Photovoltaic power generation is based on the principle of photovoltaic effect, using solar cells to directly convert solar energy into electrical energy. Whether it is used independently or connected to the grid for power generation, photovoltaic power generation systems are mainly composed of solar panels (components), controllers and inverters. They are mainly composed of electronic components and do not involve mechanical components. Therefore, photovoltaic power generation equipment Extremely refined, reliable, stable, long life, easy to install and maintain. In theory, photovoltaic power generation technology can be used in any occasion where power is needed, from spacecraft, down to household power sources, as large as megawatt power stations, as small as toys, and photovoltaic power sources are everywhere.
In 1839, a young French experimental physicist named Henry Becquerel discovered the photoelectric effect. When he experimented with two metal electrodes in an electrically conductive solution, he found that the device was exposed to light to increase the voltage. Until the end of the 1800s, some researchers, including Werner Siemens and others who were equally prestigious, had great hopes for the potential benefits of photovoltaic power generation, although many of them carried out selenium-related work (Willoughby. Smith, 1873; Charles Fritz, 1880), its photoelectric conversion rate is less than 1%. However, these researchers had to overcome the credibility problem because photovoltaics seemed to violate the laws of physics known at the time.
It was not until 1904 that Einstein published a paper on the photoelectric effect. Since then, the entire scientific community no longer regards photovoltaics as a scientific hoax. Einstein won the Nobel Prize in Physics in 1921, not because of his theory of relativity or other work.
Unfortunately, due to the low conversion efficiency and high production cost of selenium, the technology was left out until the 1950s. Researchers at Bell Laboratories developed silicon-based photoelectric conversion devices in the United States, and they were quickly engineered. And achieve a conversion efficiency of 6% (research work on the photovoltaic characteristics of other materials is still continuing in the RCA laboratory and other places).

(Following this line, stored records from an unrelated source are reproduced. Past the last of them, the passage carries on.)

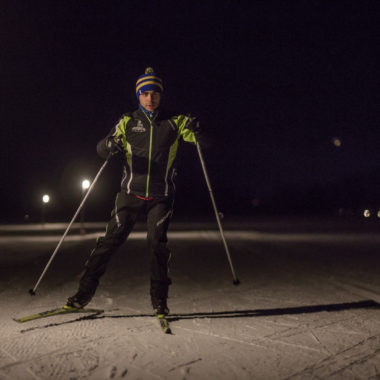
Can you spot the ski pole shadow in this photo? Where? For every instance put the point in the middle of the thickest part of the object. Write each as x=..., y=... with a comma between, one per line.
x=307, y=309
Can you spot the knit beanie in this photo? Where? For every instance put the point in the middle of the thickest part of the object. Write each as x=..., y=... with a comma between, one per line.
x=148, y=82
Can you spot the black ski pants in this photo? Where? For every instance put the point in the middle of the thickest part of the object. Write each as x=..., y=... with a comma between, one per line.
x=127, y=208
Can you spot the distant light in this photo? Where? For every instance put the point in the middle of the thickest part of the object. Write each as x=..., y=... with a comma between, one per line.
x=337, y=142
x=85, y=184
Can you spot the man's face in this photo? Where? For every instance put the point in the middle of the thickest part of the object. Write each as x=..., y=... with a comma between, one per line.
x=150, y=100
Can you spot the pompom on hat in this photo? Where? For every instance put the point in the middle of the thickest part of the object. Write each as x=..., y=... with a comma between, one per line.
x=148, y=82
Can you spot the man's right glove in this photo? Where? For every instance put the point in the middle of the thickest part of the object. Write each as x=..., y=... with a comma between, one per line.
x=193, y=125
x=114, y=145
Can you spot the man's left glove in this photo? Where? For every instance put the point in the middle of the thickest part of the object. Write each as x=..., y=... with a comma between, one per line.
x=193, y=125
x=114, y=145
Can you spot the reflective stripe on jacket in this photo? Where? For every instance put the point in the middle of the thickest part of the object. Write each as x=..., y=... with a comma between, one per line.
x=150, y=148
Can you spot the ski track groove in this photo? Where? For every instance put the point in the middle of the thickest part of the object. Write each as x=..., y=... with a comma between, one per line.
x=220, y=337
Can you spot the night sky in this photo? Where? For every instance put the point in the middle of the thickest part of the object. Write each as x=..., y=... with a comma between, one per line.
x=288, y=91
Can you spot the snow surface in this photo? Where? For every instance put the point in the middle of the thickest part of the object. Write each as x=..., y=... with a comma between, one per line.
x=306, y=307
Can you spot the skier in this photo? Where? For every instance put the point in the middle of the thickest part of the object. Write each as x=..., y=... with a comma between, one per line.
x=149, y=142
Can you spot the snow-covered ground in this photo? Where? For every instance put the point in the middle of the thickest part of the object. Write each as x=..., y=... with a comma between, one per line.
x=305, y=309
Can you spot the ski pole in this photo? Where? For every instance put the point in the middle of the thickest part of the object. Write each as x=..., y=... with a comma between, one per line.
x=32, y=292
x=235, y=279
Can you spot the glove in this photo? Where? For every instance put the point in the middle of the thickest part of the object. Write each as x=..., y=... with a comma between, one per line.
x=193, y=125
x=114, y=145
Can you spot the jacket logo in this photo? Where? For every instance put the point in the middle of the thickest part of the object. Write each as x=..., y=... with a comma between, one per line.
x=139, y=127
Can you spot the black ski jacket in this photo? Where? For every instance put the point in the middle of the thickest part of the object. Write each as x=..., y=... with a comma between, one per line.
x=150, y=148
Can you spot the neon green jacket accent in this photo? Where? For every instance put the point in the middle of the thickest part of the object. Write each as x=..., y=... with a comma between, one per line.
x=150, y=148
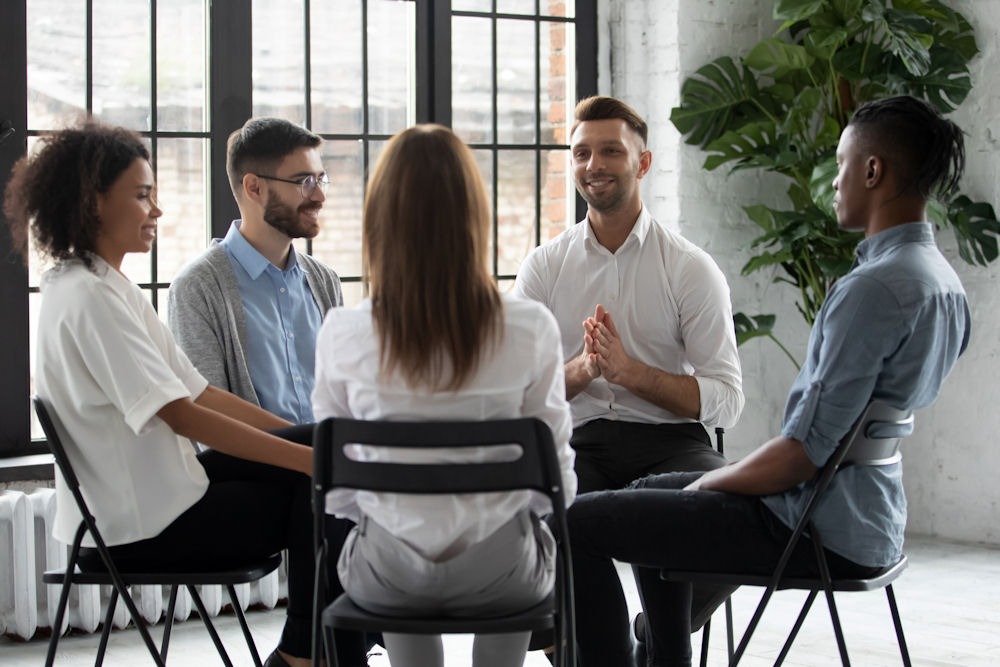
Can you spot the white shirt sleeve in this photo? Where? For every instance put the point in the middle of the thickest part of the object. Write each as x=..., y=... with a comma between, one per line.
x=706, y=321
x=138, y=371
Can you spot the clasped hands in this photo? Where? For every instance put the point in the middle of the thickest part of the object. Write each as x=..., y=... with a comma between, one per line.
x=603, y=351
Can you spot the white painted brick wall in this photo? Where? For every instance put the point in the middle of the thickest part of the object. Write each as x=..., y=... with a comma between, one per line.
x=952, y=461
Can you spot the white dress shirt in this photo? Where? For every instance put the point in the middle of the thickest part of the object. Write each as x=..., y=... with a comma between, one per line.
x=669, y=302
x=107, y=364
x=523, y=377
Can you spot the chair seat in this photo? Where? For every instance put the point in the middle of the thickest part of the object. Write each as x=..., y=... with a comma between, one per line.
x=878, y=580
x=343, y=613
x=241, y=575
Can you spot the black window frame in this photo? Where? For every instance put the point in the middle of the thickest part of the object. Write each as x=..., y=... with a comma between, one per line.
x=230, y=104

After a period of initial craze and some ground applications, relative to the expected benefits, photovoltaic technology was once again cold due to its high cost. After that, in 1958, the first orbiting satellite powered by photovoltaics was successfully launched (“Voyager I”,
March 18, 1958), thus photovoltaics created a new era and a considerable market-science and technology. Regardless of cost, there is simply no other way to provide long-term, reliable power for the space vehicle. Moreover, almost all orbiting space vehicles have used photovoltaics as their power source since then.

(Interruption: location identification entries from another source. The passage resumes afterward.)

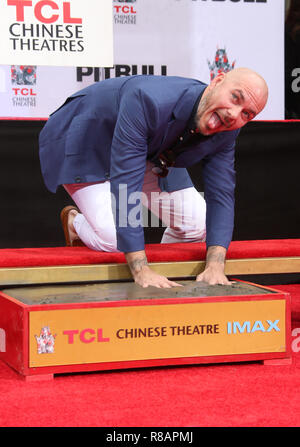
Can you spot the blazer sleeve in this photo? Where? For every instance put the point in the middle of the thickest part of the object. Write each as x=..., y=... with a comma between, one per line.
x=128, y=163
x=219, y=187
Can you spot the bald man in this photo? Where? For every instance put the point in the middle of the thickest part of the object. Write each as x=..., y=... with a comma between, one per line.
x=129, y=140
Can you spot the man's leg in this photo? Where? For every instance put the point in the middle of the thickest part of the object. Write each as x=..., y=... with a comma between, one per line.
x=183, y=211
x=94, y=225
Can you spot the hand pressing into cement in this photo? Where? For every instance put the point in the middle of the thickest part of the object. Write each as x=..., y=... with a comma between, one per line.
x=214, y=270
x=143, y=275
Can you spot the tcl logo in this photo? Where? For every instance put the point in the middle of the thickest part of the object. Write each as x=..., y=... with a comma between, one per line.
x=124, y=9
x=46, y=11
x=24, y=91
x=85, y=336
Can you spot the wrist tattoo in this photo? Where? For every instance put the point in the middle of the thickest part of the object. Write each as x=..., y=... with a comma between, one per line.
x=214, y=255
x=137, y=264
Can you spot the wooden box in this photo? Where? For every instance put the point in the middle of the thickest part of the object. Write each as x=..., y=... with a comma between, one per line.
x=51, y=329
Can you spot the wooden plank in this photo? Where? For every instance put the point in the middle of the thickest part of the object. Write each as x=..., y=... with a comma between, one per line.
x=115, y=272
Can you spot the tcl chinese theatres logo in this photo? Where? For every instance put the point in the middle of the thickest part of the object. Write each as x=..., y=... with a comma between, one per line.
x=220, y=63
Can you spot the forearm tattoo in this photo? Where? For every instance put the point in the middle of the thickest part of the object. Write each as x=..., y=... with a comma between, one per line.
x=214, y=255
x=137, y=264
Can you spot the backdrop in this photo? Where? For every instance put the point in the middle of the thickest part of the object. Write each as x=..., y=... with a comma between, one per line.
x=193, y=38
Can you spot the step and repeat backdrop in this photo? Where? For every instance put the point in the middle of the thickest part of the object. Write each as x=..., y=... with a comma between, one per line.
x=50, y=49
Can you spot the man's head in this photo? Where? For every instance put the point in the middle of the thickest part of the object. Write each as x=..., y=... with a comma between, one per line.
x=231, y=100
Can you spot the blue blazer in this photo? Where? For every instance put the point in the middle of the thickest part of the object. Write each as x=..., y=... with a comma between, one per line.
x=108, y=131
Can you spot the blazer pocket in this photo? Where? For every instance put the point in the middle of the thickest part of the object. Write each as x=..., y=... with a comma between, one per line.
x=82, y=134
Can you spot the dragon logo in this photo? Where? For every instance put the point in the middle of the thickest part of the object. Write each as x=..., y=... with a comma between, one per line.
x=220, y=63
x=45, y=342
x=23, y=74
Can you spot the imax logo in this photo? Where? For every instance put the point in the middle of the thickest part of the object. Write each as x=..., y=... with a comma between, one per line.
x=233, y=327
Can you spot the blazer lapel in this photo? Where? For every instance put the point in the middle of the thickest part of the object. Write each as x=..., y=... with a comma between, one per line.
x=181, y=115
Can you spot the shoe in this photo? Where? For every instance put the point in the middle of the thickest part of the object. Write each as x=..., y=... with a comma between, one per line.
x=64, y=217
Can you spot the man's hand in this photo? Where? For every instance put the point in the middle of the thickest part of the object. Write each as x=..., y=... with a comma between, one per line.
x=214, y=269
x=143, y=275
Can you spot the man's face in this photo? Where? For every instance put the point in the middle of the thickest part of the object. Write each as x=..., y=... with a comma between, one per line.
x=230, y=102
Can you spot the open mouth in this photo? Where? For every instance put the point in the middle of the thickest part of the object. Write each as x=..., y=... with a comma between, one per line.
x=214, y=122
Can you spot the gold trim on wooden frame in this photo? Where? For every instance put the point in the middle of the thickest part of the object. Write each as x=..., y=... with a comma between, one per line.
x=115, y=272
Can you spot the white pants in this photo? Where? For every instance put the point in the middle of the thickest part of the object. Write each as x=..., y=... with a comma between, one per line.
x=183, y=212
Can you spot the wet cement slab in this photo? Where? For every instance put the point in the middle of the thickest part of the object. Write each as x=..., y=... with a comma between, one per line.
x=103, y=292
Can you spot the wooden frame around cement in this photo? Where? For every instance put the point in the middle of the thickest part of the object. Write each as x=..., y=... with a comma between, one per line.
x=114, y=272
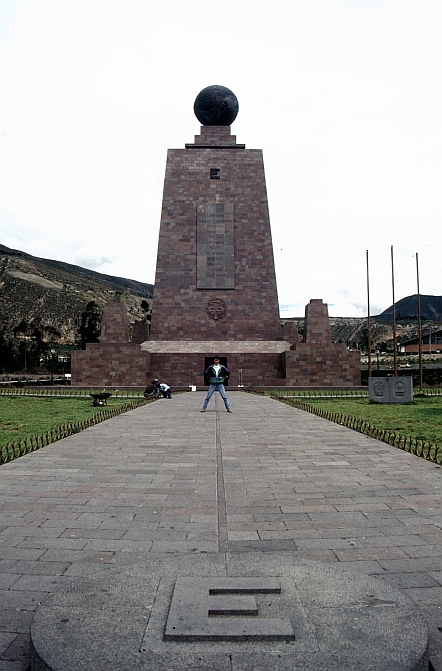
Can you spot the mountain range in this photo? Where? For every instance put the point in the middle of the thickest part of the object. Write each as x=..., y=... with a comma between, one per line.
x=52, y=296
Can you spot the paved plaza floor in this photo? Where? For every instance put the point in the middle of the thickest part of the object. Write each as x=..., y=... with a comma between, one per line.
x=166, y=478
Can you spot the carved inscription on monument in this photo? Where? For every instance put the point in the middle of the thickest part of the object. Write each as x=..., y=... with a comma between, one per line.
x=215, y=246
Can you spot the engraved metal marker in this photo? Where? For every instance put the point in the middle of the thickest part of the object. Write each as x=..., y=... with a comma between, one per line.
x=218, y=609
x=215, y=246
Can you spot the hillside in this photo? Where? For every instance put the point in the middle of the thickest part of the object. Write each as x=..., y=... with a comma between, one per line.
x=52, y=296
x=407, y=309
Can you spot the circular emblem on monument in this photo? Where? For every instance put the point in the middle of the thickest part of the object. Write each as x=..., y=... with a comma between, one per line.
x=216, y=106
x=216, y=309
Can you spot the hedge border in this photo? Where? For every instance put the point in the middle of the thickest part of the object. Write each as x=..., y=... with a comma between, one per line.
x=13, y=451
x=420, y=448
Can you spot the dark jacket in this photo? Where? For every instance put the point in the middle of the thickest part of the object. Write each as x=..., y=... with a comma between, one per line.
x=214, y=379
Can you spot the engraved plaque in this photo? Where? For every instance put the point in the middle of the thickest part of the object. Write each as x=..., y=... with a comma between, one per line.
x=219, y=609
x=215, y=246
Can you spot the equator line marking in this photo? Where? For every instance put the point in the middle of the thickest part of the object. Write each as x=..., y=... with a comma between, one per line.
x=220, y=490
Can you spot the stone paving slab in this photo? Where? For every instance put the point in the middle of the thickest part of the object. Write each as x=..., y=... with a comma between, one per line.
x=166, y=478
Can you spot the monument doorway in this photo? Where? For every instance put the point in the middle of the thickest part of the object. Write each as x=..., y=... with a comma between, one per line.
x=208, y=361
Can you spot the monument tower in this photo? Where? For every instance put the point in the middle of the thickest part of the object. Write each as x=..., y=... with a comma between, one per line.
x=215, y=284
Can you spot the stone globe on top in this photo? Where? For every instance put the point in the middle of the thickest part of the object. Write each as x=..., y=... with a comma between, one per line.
x=216, y=106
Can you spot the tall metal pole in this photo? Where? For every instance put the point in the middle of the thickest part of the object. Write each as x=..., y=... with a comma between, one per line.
x=394, y=317
x=368, y=319
x=419, y=317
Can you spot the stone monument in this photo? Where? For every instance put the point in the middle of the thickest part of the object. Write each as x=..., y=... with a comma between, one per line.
x=114, y=361
x=215, y=285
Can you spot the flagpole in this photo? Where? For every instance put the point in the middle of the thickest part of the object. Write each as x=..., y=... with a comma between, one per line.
x=394, y=317
x=419, y=317
x=368, y=319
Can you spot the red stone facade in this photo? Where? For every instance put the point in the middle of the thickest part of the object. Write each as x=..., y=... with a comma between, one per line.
x=114, y=361
x=215, y=288
x=318, y=362
x=180, y=309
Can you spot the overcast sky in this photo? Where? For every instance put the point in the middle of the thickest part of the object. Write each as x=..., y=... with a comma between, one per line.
x=343, y=96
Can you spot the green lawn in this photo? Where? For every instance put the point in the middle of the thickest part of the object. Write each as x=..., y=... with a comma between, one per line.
x=22, y=417
x=421, y=419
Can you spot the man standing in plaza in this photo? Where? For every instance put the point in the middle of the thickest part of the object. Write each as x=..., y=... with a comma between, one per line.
x=217, y=375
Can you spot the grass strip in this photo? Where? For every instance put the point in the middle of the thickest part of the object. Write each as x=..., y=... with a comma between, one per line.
x=30, y=423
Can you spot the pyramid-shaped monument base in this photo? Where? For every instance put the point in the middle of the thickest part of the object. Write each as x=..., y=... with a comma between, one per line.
x=314, y=361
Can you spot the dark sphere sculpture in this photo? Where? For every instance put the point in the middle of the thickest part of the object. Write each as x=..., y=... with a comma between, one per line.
x=216, y=106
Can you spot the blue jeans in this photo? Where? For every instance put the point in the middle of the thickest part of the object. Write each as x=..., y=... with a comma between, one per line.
x=212, y=388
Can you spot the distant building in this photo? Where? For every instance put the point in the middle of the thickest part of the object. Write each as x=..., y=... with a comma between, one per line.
x=431, y=344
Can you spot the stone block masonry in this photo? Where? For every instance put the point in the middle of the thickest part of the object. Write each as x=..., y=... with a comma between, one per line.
x=114, y=361
x=215, y=277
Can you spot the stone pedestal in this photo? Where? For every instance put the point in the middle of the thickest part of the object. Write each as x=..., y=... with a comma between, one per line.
x=317, y=362
x=390, y=389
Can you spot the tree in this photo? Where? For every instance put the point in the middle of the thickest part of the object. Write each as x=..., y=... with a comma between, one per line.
x=90, y=327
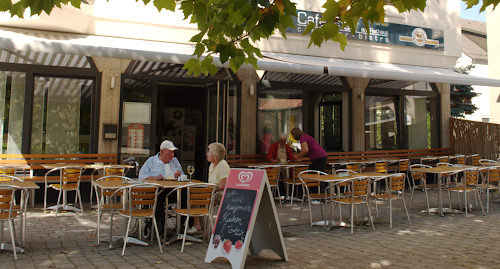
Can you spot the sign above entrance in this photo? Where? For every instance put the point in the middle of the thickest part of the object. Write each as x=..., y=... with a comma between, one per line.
x=390, y=33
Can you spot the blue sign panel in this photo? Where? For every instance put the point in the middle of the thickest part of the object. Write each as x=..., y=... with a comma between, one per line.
x=391, y=33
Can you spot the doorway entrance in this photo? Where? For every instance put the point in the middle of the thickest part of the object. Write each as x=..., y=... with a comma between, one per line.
x=191, y=112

The status quo of aerospace as the only market for photovoltaic applications lasted for 15 years. Although some ground systems were installed in the mid to late 1960s, including the buoy system in the sea of Tokyo Port, Japan, this market did not generate much interest until 1973, when the oil embargo caused energy interruption, countries around the world The government began to look for alternative energy sources. Coincidentally, as soon as the news of the oil embargo came out, the first meeting of ground-based photovoltaic power generation was held in Cherry Hill, New Jersey, USA. Later, from the early 1970s, when the capacity of photovoltaic modules was only a few hundred kW/a, it increased to nearly 200MW/a in 2000 (mostly used in rural and remote power systems). After 15 years of growth in the photovoltaic industry, by 2007, the total installed photovoltaic capacity increased from 100MW in 1992 to 7,800MW in 2007 (IECPVPS T12008 photovoltaic application trend report).
Today, the technology is widely used, from world communication networks, satellites, relay stations, and remote power supplies for communication equipment, to large-scale solar power plants, grid-connected residential and commercial buildings, to rural and remote lighting and pumping systems. Figure 1 shows the cumulative grid-connected and off-grid installed capacity of the countries in the report.